Researchers Uncover 'MalDoc in PDF,' a Stealthy New Antivirus Evasion Technique

Cybersecurity researchers from JPCERT/CC have unveiled a novel and sophisticated technique for evading antivirus systems called "MalDoc in PDF." This discovery emerged from an investigation of an in-the-wild attack that occurred in July 2023.

What is MalDoc in PDF?

According to Yuma Masubuchi and Kota Kino, the researchers who made the discovery, "a file created with MalDoc in PDF can be opened in Word even though it has magic numbers and file structure of PDF. If the file has configured macro, by opening it in Word, VBS runs and performs malicious behaviors. In the attack confirmed by JPCERT/CC, the file extension was .doc. Therefore, if a .doc file is configured to open in Word in Windows settings, the file created by MalDoc in PDF is opened as a Word file."

The Polyglot Dilemma

Files exhibiting this behavior are known as polyglots, legitimate forms of multiple file types. In this case, the MalDoc in PDF polyglot mimics both PDF and DOC (Word) files. The attackers achieve this by using an MHT file created in Word with a macro attached after the PDF file object.

This creates a file that appears to be a valid PDF but can also be opened in Word. When opened as a DOC in Microsoft Office, the file executes VBS macros designed to download and deploy MSI malware files.

The Challenge of Detection

Traditional PDF analysis tools such as pdfid may fail to recognize the malicious components of such files.

Due to the duality of the file created with MalDoc in PDF, analyzing it using traditional PDF analysis tools such as pdfid might not reveal its malicious components, according to the researchers.

While some of the news is good, such as the ability of Word file analysis tools like OLEVBA to detect embedded macros in these rogue documents, the technique still presents significant challenges.

One silver lining is that a similar technique involving Excel files triggered a warning message, alerting the user to the risk.
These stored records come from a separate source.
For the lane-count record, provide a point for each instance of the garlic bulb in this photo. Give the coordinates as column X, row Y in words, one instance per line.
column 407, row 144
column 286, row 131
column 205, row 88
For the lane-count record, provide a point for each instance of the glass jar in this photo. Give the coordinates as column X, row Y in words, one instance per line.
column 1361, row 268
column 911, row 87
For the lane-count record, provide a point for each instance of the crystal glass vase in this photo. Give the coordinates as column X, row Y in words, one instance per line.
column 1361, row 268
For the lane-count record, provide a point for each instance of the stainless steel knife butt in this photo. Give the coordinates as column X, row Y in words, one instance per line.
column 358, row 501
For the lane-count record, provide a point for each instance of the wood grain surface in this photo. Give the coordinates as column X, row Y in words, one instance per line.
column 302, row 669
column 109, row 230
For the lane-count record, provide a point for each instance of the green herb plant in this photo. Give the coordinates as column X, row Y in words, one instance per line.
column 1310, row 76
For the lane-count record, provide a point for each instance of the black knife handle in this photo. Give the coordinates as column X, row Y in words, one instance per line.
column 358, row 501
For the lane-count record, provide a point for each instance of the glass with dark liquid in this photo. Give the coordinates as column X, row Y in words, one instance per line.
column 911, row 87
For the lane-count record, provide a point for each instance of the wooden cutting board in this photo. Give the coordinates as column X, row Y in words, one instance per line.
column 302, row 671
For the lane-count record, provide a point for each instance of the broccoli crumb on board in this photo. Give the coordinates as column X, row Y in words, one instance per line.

Implications and Precautions

While MalDoc in PDF doesn't bypass settings that disable auto-execution of Word macros, the technique can still deceive antivirus systems into thinking the malicious file is a simple PDF. This underscores the need for continued vigilance and advanced detection methods to counteract the ever-evolving tactics of cybercriminals.

As cybersecurity experts scramble for solutions, users are advised to be cautious when opening unfamiliar DOC or PDF files and to keep their antivirus software up-to-date.

For now, the specific malware deployed through this technique remains unidentified, but the investigation continues, and updates are expected soon.